2. An assistant prof with one (and only one) A publication and little else on his vita. The second A will, again, probably ensure tenure at most schools.
Silas Barta
May 30 2013 at 2:59pm
Whoever the buyer is, the would need to protect themselves by making sure to:
1) *completely* reword the paper,
2) swap out some evidential support with different evidence,
3) redo all the charts, resampling the data where possible,
4) change out key terminology where they can get away with it (i.e. introduce a new term for a commonly used, hard-to-express concept)
This is in case the author plans to trap the buyer by threatening to reveal an escrowed version of the paper from an earlier date, so that the buyer could at least say, “yeah, they’re on the same topic, and make a lot of the same points, and have the same conclusion, but I totally did this on my own — look how different it is”.
And, of course, let’s not forget:
5) Learn the paper and its topics better than you know the back of your hand, so can actually answer questions about it.
See also my comment (can’t do a direct link for some reason) about the need for a “Zero Knowledge Proof” in this situtation in order for the author to verify the paper is good without getting its entire contents.
(please use all information in this post legally)
Kevin Dick
May 30 2013 at 3:18pm
I agree with “Emily” that, as stated, there is no way to get past the holdup problem.
However, I also believe “Phil” has a cheat that may be able to produce some expected surplus. Of course, his solution has significantly less value than if you could complete the vanilla transaction.
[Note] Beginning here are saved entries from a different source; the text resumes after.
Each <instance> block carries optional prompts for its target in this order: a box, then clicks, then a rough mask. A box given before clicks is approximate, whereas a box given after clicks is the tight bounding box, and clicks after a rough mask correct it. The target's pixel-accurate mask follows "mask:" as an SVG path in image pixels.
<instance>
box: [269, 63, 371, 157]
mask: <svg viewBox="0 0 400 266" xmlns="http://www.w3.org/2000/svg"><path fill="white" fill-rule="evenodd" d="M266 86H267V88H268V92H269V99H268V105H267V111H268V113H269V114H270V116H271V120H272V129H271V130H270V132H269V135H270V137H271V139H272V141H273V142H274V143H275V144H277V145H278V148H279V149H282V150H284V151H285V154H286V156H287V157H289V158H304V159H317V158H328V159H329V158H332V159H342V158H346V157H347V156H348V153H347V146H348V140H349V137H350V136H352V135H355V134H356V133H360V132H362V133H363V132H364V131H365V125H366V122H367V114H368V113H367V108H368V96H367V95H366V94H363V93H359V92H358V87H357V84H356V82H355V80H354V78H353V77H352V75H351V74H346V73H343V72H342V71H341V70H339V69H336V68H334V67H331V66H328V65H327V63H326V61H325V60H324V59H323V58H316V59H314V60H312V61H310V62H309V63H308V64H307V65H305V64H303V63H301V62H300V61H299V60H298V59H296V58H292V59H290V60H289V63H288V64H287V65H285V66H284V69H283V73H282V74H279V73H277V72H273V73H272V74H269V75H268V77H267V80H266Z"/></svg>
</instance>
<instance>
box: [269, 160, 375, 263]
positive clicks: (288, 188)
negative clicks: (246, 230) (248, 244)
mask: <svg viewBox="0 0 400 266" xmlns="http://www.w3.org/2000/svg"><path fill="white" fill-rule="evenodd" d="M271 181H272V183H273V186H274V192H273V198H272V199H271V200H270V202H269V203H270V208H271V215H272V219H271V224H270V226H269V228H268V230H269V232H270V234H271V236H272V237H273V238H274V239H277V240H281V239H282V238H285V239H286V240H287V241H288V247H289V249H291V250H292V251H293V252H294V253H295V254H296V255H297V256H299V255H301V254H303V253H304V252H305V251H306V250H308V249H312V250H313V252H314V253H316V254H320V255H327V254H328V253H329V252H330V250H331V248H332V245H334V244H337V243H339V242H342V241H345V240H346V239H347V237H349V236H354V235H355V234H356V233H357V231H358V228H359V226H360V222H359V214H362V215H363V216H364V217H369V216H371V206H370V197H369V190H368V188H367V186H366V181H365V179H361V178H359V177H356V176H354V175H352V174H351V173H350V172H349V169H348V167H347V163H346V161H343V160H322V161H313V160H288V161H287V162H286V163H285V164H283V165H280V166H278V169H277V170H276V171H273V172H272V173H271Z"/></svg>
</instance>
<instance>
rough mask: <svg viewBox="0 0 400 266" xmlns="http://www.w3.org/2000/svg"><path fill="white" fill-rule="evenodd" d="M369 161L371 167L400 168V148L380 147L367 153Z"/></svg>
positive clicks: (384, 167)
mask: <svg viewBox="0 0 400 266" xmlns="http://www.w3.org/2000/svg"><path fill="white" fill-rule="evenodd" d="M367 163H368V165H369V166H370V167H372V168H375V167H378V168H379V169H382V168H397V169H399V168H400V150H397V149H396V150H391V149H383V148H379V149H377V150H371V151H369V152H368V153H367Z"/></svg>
There may be other plausible cheats, so the interesting thing about this offer is that forces interested parties to explore cheatspace.
Hazel Meade
May 30 2013 at 3:41pm
I liked the suggestion made over on the Marginal Revolution post that instead of bidding to be the primary author, bid for a co-authorship. A co-authorship would help you establish a track record of publishing on the topic, and make publication more likely by riding on the reputational coattails of the primary author.
MingoV
May 30 2013 at 6:21pm
I believe that an economist decided to do a psychology/economics/ethics experiment. No one should bid.
S Miller
May 30 2013 at 7:12pm
What proof is there that this person has not sold the same paper to multiple individuals? Then it would show up in the databases that schools *supposedly* use to check for plagiarism.
Even redoing the research would not fully remove this dilemma.
R Hamel
Jun 2 2013 at 2:45pm
I don’t see how the buyer could be plausibly vulnerable to blackmail. Since the seller is presumably more established and more talented than the buyer, the seller ought to have more to lose from the scheme being exposed.